It's tough to read and hear about the recent speed bump which came up in Josh Hamilton's life. It is no secret that the naturally gifted slugger has had his fair share of battles with substance abuse in the past, and continues to struggle to keep his life free of the addiction. Especially, when one considers how truly talented and gifted he is as a baseball player, the issue which continues to plague his life adds to the overall sorrow and sympathy from fans and others for Hamilton and his family.
Since the news that Hamilton suffered a relapse in his sobriety, one that is said to be very dangerous and a very big deal, many have reflected on Hamilton, his career, our society's outlook on those dealing with substance abuse, and how we treat, support, view, and deal with them. Some as close as his friends, are looking at the slugger's recent situation and calling for Hamilton to retire in order to save his life.
Forget baseball, his contract, his upcoming suspension, and anything related to his professional life. Those who are focusing in on this and attempting to dissect the Angels' decision to give him his current mega contract based on this is being ridiculous. Not the time.
However, oddly enough, in the midst of such an unfortunate case, I find myself with a growing appreciation of honor, respect, and overall integrity for Josh Hamilton. No, not because of his failures and struggles but because he was, and is still able, to acknowledge these short-comings, and even self-report himself to Major League Baseball and other authorities.

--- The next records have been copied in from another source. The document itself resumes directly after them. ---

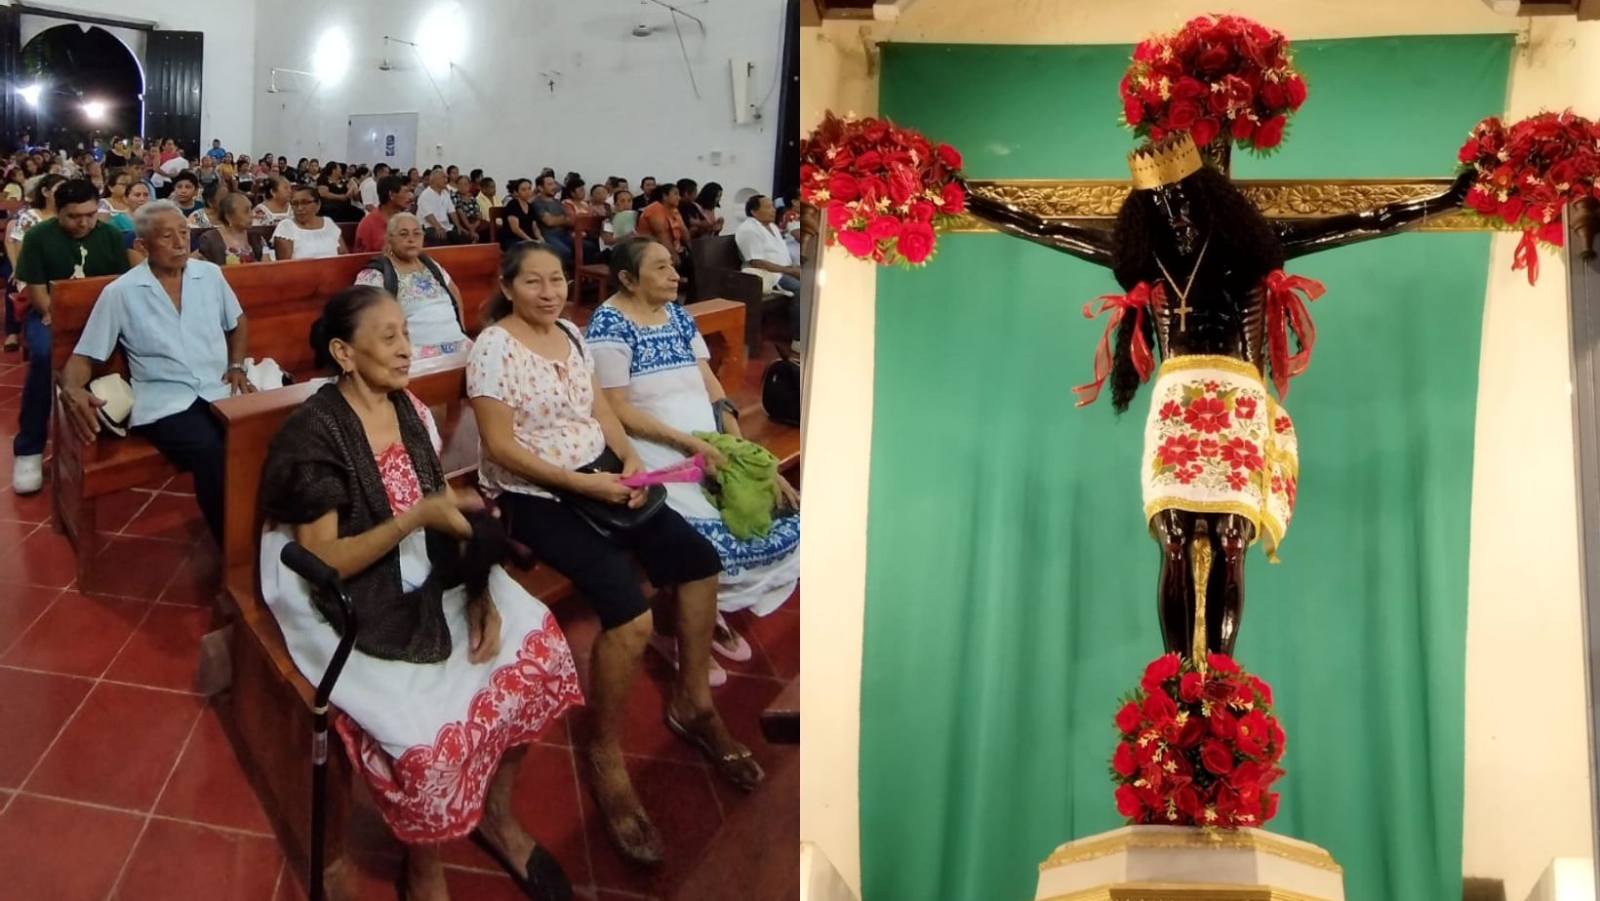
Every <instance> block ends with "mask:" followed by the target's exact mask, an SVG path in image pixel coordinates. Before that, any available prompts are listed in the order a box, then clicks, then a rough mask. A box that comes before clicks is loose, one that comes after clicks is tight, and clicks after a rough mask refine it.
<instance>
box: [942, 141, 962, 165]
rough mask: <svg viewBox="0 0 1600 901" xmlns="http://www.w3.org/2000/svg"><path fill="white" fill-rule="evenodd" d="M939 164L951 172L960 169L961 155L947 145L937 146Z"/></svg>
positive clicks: (961, 160) (959, 150) (957, 152)
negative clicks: (939, 162)
mask: <svg viewBox="0 0 1600 901" xmlns="http://www.w3.org/2000/svg"><path fill="white" fill-rule="evenodd" d="M939 162H941V163H944V165H946V166H949V168H952V170H958V168H962V154H960V150H957V149H955V147H952V146H949V144H939Z"/></svg>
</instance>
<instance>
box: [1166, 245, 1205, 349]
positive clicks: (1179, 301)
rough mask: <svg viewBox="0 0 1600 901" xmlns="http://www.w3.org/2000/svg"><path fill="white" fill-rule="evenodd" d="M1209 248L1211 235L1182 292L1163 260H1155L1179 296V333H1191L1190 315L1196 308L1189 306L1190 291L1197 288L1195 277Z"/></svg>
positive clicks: (1166, 279)
mask: <svg viewBox="0 0 1600 901" xmlns="http://www.w3.org/2000/svg"><path fill="white" fill-rule="evenodd" d="M1208 246H1211V235H1206V238H1205V243H1203V245H1200V256H1197V258H1195V267H1194V269H1190V270H1189V282H1187V283H1186V285H1184V286H1182V290H1178V280H1176V278H1173V274H1171V272H1168V270H1166V264H1165V262H1162V258H1160V256H1157V258H1155V264H1157V266H1160V267H1162V275H1165V277H1166V283H1168V285H1171V286H1173V293H1176V294H1178V307H1174V309H1173V312H1176V314H1178V331H1189V314H1192V312H1195V310H1194V307H1190V306H1189V291H1190V290H1192V288H1194V286H1195V275H1198V274H1200V264H1202V262H1205V250H1206V248H1208Z"/></svg>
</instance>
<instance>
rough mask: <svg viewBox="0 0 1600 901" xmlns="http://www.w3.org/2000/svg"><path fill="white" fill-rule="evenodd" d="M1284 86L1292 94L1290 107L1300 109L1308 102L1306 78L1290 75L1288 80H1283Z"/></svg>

Hamilton lives in the public eye with his addiction, has been very open about it, has relapsed before, and continues to own it. No excuses, no lying. I stumbled. I fell. I need help. Please, help me get back. I want - need - to get better.
Call me crazy, there is something so damn respectable in that to me.

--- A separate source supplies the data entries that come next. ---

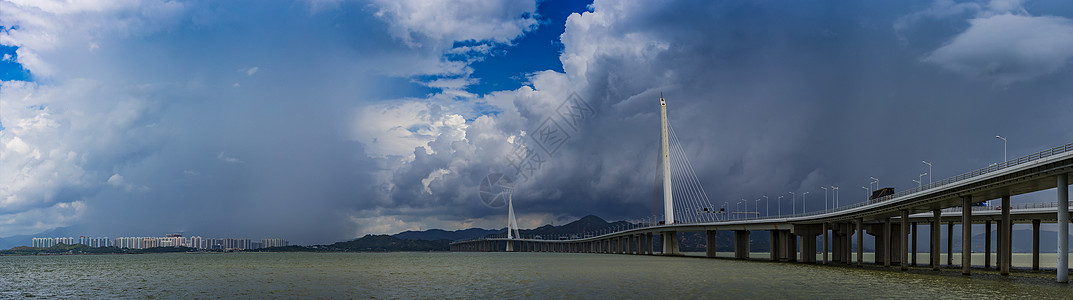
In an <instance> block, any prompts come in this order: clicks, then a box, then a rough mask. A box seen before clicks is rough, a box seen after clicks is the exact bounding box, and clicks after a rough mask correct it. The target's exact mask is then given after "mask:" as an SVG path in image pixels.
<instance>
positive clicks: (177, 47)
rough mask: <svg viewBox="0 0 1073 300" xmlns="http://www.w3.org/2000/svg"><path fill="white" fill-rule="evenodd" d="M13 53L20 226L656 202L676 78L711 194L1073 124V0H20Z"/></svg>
mask: <svg viewBox="0 0 1073 300" xmlns="http://www.w3.org/2000/svg"><path fill="white" fill-rule="evenodd" d="M0 68H2V71H0V238H2V239H4V240H8V239H9V238H11V239H14V238H13V237H17V238H18V240H24V238H25V237H30V236H34V235H42V234H44V235H48V234H49V232H61V234H62V232H85V234H94V235H98V236H105V235H108V236H127V237H135V236H147V235H156V232H177V231H182V232H199V235H203V236H212V237H271V236H280V237H288V238H289V239H291V240H292V241H294V242H295V243H299V244H324V243H329V242H335V241H343V240H350V239H354V238H357V237H362V236H364V235H366V234H395V232H400V231H405V230H421V229H429V228H443V229H447V230H453V229H461V228H470V227H482V228H502V227H503V226H505V225H506V215H508V213H506V211H505V208H504V207H498V206H496V205H489V204H487V202H485V200H484V199H483V198H482V197H481V183H482V180H483V179H485V178H486V177H487V176H489V175H491V174H504V175H508V176H510V177H511V178H513V180H514V183H515V185H514V189H513V194H512V195H513V206H514V210H515V213H516V220H517V223H518V225H519V227H521V228H533V227H538V226H541V225H544V224H553V223H554V224H563V223H567V222H569V221H572V220H576V219H578V217H580V216H584V215H588V214H596V215H600V216H602V217H605V219H607V220H631V219H646V217H648V216H650V215H652V214H653V213H656V212H657V211H659V209H658V208H657V207H653V191H655V190H656V187H655V186H653V182H655V180H653V179H655V177H656V171H657V164H656V163H657V161H656V155H657V153H658V149H659V148H658V147H657V146H658V141H659V127H660V121H659V120H660V119H659V111H660V110H659V107H660V106H659V99H660V96H661V95H662V96H664V97H665V99H666V108H667V115H668V118H667V120H668V123H670V125H671V126H672V127H673V129H674V132H675V135H676V136H677V137H678V138H679V139H680V141H681V150H682V152H685V153H686V154H687V155H686V156H688V157H689V160H690V164H691V165H692V166H693V168H695V169H694V171H695V174H696V178H699V180H700V183H699V184H700V185H703V187H704V190H705V191H706V192H707V193H708V195H709V196H710V198H711V202H712V205H714V206H717V207H716V208H711V209H714V210H716V209H718V206H722V205H723V204H724V202H727V201H729V202H731V204H730V205H731V206H732V205H733V204H734V202H735V201H737V200H739V199H747V200H749V201H750V202H749V204H748V205H749V206H750V207H755V206H759V205H764V202H760V204H758V202H755V201H756V200H755V199H759V198H763V196H767V197H768V198H769V200H770V201H771V206H770V210H771V211H773V212H774V211H778V210H779V209H781V210H782V211H783V212H787V211H793V210H794V209H795V208H796V209H798V210H799V209H800V208H802V207H800V206H799V205H800V202H794V204H796V205H797V206H796V207H794V206H792V204H791V201H790V199H791V198H792V199H795V200H800V199H802V197H800V196H795V195H804V194H805V193H808V196H807V197H806V198H805V200H806V201H808V202H806V204H804V207H805V209H807V210H818V209H823V207H824V205H825V202H824V201H825V200H826V199H825V197H824V196H823V194H824V190H822V189H821V186H824V187H827V189H833V187H831V186H838V187H839V189H838V192H837V195H838V204H839V205H850V204H855V202H859V201H863V200H865V199H866V198H867V197H868V196H867V195H868V193H869V192H870V191H867V190H873V187H870V186H873V184H872V182H876V183H878V184H879V185H880V186H876V187H874V189H881V187H894V189H895V191H896V192H899V191H905V190H907V189H913V187H916V186H917V185H920V184H922V183H917V181H923V180H931V179H932V178H934V179H935V180H936V181H939V180H941V179H943V178H947V177H952V176H956V175H958V174H961V172H965V171H969V170H973V169H978V168H981V167H986V166H987V165H989V164H993V163H999V162H1001V161H1003V160H1004V157H1009V159H1011V160H1013V159H1015V157H1019V156H1021V155H1025V154H1028V153H1033V152H1037V151H1041V150H1044V149H1048V148H1052V147H1055V146H1059V145H1065V144H1068V142H1070V141H1073V131H1071V130H1070V116H1073V85H1070V84H1069V83H1073V2H1071V1H1062V0H1027V1H999V0H996V1H988V0H975V1H938V0H910V1H888V2H877V1H859V2H857V1H847V2H825V3H814V2H756V1H641V0H606V1H605V0H596V1H591V2H589V1H568V0H547V1H535V0H517V1H389V0H356V1H314V0H297V1H280V2H276V1H268V2H262V1H256V2H254V1H249V2H246V1H224V2H217V1H208V2H199V1H182V0H179V1H165V0H135V1H102V2H72V3H67V2H56V1H14V0H0ZM578 100H580V101H582V102H577V101H578ZM568 102H569V103H571V104H577V105H575V106H563V105H562V104H563V103H568ZM582 103H584V105H582ZM563 107H568V108H572V107H584V108H585V110H584V111H585V114H584V115H583V116H584V118H569V119H568V118H563V116H573V115H570V114H573V112H574V111H567V110H563ZM550 132H558V133H569V136H568V135H562V136H560V138H558V139H555V140H554V142H538V141H539V140H538V139H535V138H536V137H541V136H545V137H546V136H547V133H550ZM996 136H1001V137H1002V138H1001V139H999V138H996ZM544 141H547V140H544ZM523 145H528V146H527V147H532V148H524V147H523ZM519 149H521V150H533V151H532V152H527V151H519ZM968 149H971V150H972V151H967V150H968ZM533 153H540V154H541V156H540V162H532V161H529V162H530V163H538V164H539V167H536V166H533V165H528V166H529V168H521V167H519V166H520V164H519V162H523V161H519V160H517V157H518V155H519V154H521V155H523V156H526V157H530V159H531V157H534V156H533V155H531V154H533ZM922 162H927V163H928V164H924V163H922ZM518 169H525V170H527V171H526V172H525V174H519V172H517V170H518ZM530 171H531V172H530ZM924 172H927V174H928V176H927V177H926V178H925V177H924V176H922V174H924ZM872 178H874V179H878V180H872ZM862 186H863V187H865V189H861V187H862ZM863 190H866V191H863ZM791 193H793V194H791ZM1044 194H1046V192H1044ZM779 195H783V196H784V197H783V198H782V200H781V202H776V201H779V198H778V196H779ZM1052 198H1053V197H1050V196H1049V194H1047V195H1042V196H1041V194H1028V195H1023V196H1018V197H1016V198H1015V199H1014V202H1015V204H1023V202H1037V201H1050V200H1052Z"/></svg>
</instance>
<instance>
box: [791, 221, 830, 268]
mask: <svg viewBox="0 0 1073 300" xmlns="http://www.w3.org/2000/svg"><path fill="white" fill-rule="evenodd" d="M824 227H825V226H824V224H818V225H808V226H794V228H793V230H792V231H791V234H792V236H795V237H800V261H802V262H813V264H814V262H815V238H817V237H818V236H821V235H822V234H824V230H823V228H824Z"/></svg>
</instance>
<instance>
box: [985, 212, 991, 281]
mask: <svg viewBox="0 0 1073 300" xmlns="http://www.w3.org/2000/svg"><path fill="white" fill-rule="evenodd" d="M984 232H985V234H984V269H990V268H991V221H990V220H987V221H984Z"/></svg>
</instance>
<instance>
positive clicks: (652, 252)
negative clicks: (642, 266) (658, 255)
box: [645, 232, 656, 255]
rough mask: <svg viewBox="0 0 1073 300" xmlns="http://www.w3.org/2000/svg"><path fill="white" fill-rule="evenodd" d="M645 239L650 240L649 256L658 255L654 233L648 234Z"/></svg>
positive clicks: (646, 233) (645, 236)
mask: <svg viewBox="0 0 1073 300" xmlns="http://www.w3.org/2000/svg"><path fill="white" fill-rule="evenodd" d="M645 239H646V240H648V255H652V254H653V253H656V244H655V243H652V232H646V234H645Z"/></svg>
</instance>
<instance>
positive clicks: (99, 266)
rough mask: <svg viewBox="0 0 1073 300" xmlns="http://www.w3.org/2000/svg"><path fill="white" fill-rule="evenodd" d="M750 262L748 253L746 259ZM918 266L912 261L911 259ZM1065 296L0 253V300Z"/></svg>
mask: <svg viewBox="0 0 1073 300" xmlns="http://www.w3.org/2000/svg"><path fill="white" fill-rule="evenodd" d="M754 257H756V256H755V254H754ZM918 259H920V258H918ZM15 297H19V298H21V297H45V298H135V299H147V298H161V299H175V298H454V299H461V298H548V297H552V298H578V297H579V298H602V299H608V298H612V299H618V298H627V299H638V298H650V299H680V298H731V299H773V298H803V299H862V298H864V299H935V298H980V299H1005V298H1011V299H1012V298H1031V299H1071V298H1073V285H1070V284H1058V283H1054V272H1053V271H1050V272H1039V273H1033V272H1026V273H1018V274H1016V275H1014V276H1000V275H997V274H995V273H994V272H987V271H983V270H981V272H979V274H973V275H972V276H962V275H960V272H959V271H958V270H954V269H949V270H944V271H940V272H935V271H930V270H926V268H920V269H914V270H911V271H909V272H901V271H895V270H893V269H884V268H881V267H866V268H855V267H833V266H815V265H806V264H790V262H763V261H739V260H732V259H708V258H695V257H661V256H642V255H606V254H563V253H216V254H182V253H179V254H144V255H59V256H5V257H0V298H15Z"/></svg>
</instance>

We all live our lives, and none of us are perfect. We all have our demons, our struggles, and our pitfalls. Some of us deal with addiction, whether we know it or want to admit it, it's there in our lives on a daily basis. Sometimes, taking that first step of acknowledgement is the toughest. Often, we're too embarrassed to do so. Or just fall to the challenges of the accountability if it becomes public.

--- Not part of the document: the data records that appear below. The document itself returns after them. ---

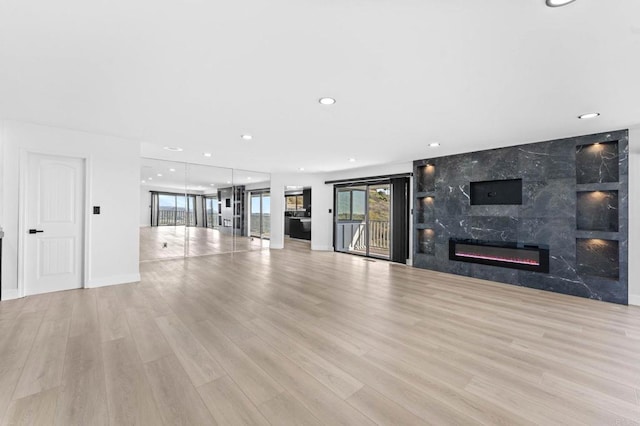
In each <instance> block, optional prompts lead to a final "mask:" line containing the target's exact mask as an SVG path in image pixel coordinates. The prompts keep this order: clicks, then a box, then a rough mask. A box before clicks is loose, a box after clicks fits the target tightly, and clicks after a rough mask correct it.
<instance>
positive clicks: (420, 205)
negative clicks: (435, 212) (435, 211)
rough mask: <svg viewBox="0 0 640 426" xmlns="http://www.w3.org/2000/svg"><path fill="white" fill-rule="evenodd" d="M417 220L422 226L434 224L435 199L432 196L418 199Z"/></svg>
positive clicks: (417, 200) (434, 214) (422, 197)
mask: <svg viewBox="0 0 640 426" xmlns="http://www.w3.org/2000/svg"><path fill="white" fill-rule="evenodd" d="M417 201H418V203H417V208H418V209H417V212H416V215H417V217H416V220H417V222H418V223H420V224H432V223H433V221H434V220H435V205H434V198H433V197H431V196H428V197H421V198H418V200H417Z"/></svg>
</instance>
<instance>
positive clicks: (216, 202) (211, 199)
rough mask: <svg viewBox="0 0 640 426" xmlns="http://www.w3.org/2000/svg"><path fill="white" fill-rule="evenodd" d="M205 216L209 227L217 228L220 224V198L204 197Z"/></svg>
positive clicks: (213, 197) (208, 227) (204, 214)
mask: <svg viewBox="0 0 640 426" xmlns="http://www.w3.org/2000/svg"><path fill="white" fill-rule="evenodd" d="M204 218H205V226H206V227H207V228H216V227H217V225H218V199H217V198H215V197H204Z"/></svg>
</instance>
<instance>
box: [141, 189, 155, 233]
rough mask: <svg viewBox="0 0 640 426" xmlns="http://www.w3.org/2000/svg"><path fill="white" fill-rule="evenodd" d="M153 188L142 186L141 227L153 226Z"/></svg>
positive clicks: (141, 203) (141, 189)
mask: <svg viewBox="0 0 640 426" xmlns="http://www.w3.org/2000/svg"><path fill="white" fill-rule="evenodd" d="M149 191H152V189H151V188H149V187H148V186H145V185H142V186H140V226H151V193H150V192H149Z"/></svg>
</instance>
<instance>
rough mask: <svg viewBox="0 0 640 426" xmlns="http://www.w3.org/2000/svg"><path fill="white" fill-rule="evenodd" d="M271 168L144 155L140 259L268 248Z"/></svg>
mask: <svg viewBox="0 0 640 426" xmlns="http://www.w3.org/2000/svg"><path fill="white" fill-rule="evenodd" d="M269 187H270V175H269V174H268V173H260V172H251V171H246V170H236V169H227V168H222V167H212V166H205V165H200V164H187V163H179V162H172V161H165V160H155V159H146V158H143V159H142V162H141V171H140V261H142V262H144V261H150V260H158V259H171V258H180V257H192V256H208V255H215V254H222V253H232V252H241V251H249V250H262V249H266V248H269V237H270V230H271V215H270V212H271V197H270V192H269Z"/></svg>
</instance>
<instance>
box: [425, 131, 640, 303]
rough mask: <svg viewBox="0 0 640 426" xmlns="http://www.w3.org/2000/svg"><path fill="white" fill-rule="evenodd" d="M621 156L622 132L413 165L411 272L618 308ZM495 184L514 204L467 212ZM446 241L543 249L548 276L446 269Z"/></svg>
mask: <svg viewBox="0 0 640 426" xmlns="http://www.w3.org/2000/svg"><path fill="white" fill-rule="evenodd" d="M628 149H629V148H628V131H626V130H621V131H615V132H608V133H602V134H596V135H588V136H579V137H573V138H567V139H561V140H554V141H549V142H539V143H532V144H527V145H519V146H514V147H507V148H499V149H492V150H487V151H480V152H473V153H468V154H460V155H453V156H448V157H438V158H431V159H425V160H419V161H415V162H414V241H415V247H414V260H413V264H414V266H415V267H419V268H426V269H432V270H436V271H442V272H448V273H453V274H459V275H465V276H473V277H477V278H483V279H489V280H493V281H498V282H504V283H508V284H514V285H519V286H525V287H531V288H536V289H541V290H549V291H554V292H559V293H564V294H570V295H575V296H580V297H587V298H591V299H598V300H603V301H608V302H614V303H621V304H626V303H627V298H628V288H627V287H628V286H627V281H628V271H627V270H628V266H627V265H628V260H627V259H628ZM427 165H429V167H428V168H427V167H425V166H427ZM503 179H522V187H523V194H522V205H473V206H472V205H471V204H470V202H469V188H470V182H477V181H484V180H503ZM450 238H460V239H465V238H470V239H482V240H492V241H511V242H513V241H517V242H523V243H533V244H546V245H548V246H549V249H550V272H549V273H548V274H544V273H539V272H530V271H521V270H516V269H509V268H502V267H497V266H488V265H480V264H472V263H465V262H457V261H451V260H449V251H448V248H449V239H450Z"/></svg>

Hamilton does this openly. Freely. Willingly. All to beat these demons for good one day.
Again, I very much dislike hearing of his relapse, but there is definitely something we can all take away from this story, and the current life of Josh Hamilton.
Mr. Hamilton, thank you, sir. My prayers go out to you and your family. And of course, the very best wishes in recovery and getting yourself back to where you need to be as a person.
And of course, thank you for reminding us of human vulnerability and the beauty of transparency, and how it can help free ourselves, and others who struggle alike.